Structured Diabetes Education: virtual access was as effective as face-to-face access to a structured diabetes education programme (EMPOWER T2n) for people with type 2 diabetes in England.

Abstract

Introduction & objectives Structured diabetes education (SDE) is an evidence-based intervention for type 2 diabetes. The goal of this study was to compare SDE whether accessed face to face or virtually and determine if any differences existed in key endpoint attainment. This study helps address the absence of evaluations comparing these access modalities.

Research design and methods All data were sourced from English SDE participants themselves, and their General Practices and routinely collected for service evaluation between 2016 and 2023. All data were observational, and all participants accessed usual care. The primary endpoint was the increase in the percentage of patients with glycated haemoglobin (HbA1c) at target [48mmol/mol (International Federation of Clinical Chemistry and Laboratory Medicine) / 6.5% (National Glycohemoglobin Standardization Program)] in virtually accessed SDE participants (V-SDE) versus face-to-face accessed SDE participants (F2F-SDE) on unchanged medicines for glycaemia. All data were non-normally distributed. Wilcoxon signed rank tests were used to analyse paired data, Mann-Whitney U-tests used for independent data and Chi-square tests used for observed versus expected data.

Results The 3,493 SDE participants with pre and post HbA1c data had a 10.2mmol/mol (16.4%) reduction in HbA1c, 389 days post their pre-SDE HbA1c measure. In the 2,334 (66.8%) participants who remained on the same medicines regime, the mean reduction in HbA1c was 9.1mmol/mol (15.2%), (p<0.001). All 617 V-SDE participants had a mean reduction in HbA1c of 13.6mmol/mol (20.9%) vs. 9.5mmol/mol (15.3%) in all 2,876 F2F-SDE participants, (p<0.001).

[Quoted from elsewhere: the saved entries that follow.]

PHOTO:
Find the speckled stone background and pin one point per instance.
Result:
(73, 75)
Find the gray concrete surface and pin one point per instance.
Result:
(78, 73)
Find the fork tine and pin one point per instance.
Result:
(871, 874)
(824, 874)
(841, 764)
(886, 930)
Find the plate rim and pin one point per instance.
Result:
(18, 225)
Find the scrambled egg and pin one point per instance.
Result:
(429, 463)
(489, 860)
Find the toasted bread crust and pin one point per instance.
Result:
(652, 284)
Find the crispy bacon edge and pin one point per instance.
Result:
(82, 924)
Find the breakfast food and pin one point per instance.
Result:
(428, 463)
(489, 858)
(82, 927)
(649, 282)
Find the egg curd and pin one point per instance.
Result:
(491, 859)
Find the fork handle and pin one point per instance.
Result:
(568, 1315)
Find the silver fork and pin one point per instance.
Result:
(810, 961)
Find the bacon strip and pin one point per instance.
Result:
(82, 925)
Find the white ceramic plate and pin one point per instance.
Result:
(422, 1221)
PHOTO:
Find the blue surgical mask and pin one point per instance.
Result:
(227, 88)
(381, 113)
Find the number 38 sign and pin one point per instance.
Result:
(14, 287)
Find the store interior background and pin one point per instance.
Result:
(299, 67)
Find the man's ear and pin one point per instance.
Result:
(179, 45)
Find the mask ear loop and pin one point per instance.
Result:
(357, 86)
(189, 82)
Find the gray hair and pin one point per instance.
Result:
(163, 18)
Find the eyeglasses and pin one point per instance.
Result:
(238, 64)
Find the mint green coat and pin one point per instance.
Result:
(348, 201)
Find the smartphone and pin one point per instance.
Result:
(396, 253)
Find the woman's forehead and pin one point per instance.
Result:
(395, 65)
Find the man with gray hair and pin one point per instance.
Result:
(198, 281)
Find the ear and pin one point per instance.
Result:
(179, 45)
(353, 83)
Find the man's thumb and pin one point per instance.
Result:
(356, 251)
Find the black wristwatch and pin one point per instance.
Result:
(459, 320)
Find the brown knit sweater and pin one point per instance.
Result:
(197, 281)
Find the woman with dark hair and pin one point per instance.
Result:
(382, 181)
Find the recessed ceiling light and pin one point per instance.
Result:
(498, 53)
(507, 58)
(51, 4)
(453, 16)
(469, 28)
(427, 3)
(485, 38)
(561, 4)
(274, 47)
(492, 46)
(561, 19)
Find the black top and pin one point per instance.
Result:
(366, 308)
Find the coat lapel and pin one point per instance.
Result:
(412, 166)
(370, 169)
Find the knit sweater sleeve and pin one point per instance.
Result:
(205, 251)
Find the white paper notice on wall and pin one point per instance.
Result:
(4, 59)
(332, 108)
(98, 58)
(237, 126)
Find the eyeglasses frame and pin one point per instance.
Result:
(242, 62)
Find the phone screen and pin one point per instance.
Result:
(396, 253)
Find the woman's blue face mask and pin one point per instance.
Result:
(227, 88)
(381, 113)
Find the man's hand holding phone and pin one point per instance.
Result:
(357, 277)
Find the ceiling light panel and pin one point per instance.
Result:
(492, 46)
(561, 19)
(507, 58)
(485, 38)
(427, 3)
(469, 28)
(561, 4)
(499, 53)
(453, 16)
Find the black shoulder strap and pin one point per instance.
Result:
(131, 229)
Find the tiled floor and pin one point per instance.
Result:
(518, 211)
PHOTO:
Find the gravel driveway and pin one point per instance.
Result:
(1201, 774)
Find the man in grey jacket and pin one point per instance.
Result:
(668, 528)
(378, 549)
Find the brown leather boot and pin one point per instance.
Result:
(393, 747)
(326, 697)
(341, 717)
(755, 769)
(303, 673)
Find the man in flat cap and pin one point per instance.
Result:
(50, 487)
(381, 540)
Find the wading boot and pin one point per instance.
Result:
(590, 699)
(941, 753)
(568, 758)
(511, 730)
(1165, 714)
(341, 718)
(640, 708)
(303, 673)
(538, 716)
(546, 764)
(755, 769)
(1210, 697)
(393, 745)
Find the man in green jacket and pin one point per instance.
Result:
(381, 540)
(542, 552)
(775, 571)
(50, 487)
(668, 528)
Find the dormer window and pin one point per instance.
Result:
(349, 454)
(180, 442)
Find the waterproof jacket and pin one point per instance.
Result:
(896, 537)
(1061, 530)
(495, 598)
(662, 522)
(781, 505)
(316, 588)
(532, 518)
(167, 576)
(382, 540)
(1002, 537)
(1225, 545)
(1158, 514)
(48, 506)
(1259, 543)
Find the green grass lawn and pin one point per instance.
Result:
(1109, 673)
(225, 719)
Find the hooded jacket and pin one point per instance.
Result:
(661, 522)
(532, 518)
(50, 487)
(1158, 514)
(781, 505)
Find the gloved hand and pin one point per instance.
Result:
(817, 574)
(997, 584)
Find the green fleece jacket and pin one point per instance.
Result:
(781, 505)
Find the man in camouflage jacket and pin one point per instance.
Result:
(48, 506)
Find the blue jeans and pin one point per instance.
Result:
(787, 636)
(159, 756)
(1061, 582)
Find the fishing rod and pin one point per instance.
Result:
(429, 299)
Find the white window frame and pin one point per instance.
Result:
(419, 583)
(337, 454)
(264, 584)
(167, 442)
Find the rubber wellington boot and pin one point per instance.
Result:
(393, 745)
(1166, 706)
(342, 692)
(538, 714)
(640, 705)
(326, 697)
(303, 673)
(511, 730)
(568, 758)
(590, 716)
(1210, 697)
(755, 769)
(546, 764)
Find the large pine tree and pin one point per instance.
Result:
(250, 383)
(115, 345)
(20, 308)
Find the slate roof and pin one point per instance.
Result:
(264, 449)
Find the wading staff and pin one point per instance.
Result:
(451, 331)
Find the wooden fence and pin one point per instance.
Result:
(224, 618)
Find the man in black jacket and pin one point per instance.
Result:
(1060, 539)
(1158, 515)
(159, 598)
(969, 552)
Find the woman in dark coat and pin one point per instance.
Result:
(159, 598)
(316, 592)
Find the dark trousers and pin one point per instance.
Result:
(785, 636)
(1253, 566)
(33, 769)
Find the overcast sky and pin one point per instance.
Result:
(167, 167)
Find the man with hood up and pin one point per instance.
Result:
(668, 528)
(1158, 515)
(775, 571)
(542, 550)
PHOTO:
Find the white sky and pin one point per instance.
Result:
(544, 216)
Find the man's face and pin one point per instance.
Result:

The V-SDE on unchanged medicines had superior reductions in HbA1c to F2F-SDE (11.6 [n=404] vs. 8.6mmol/mol [n=1930], p=0.019), respectively. The overall increase in medicines for glycaemia was +12.45% F2F-SDE versus +4.21% V-SDE, (p<0.001).

The primary endpoint was the increase in the percentage of patients with HbA1c to target in V-SDE versus F2F-SDE in patients with unchanged medicines for glycaemia. Previous database analyses found a 30% increase in F2F-SDE patients at target who were on the same medicines regime. A non-inferiority limit was set at 10% for V-SDE versus F2F-SDE and required 360 patients per arm. The primary endpoint was attained with 52.2% of V-SDEs at target (+33.7%), versus the F2F-SDE gain of 29.6%. VSDE was not superior to F2F-SDE (p=0.16). Blood pressure, total cholesterol and weight were improved (all endpoints, p<0.001) with no differences between the interventions. Medicines use was unrecorded for these health endpoints.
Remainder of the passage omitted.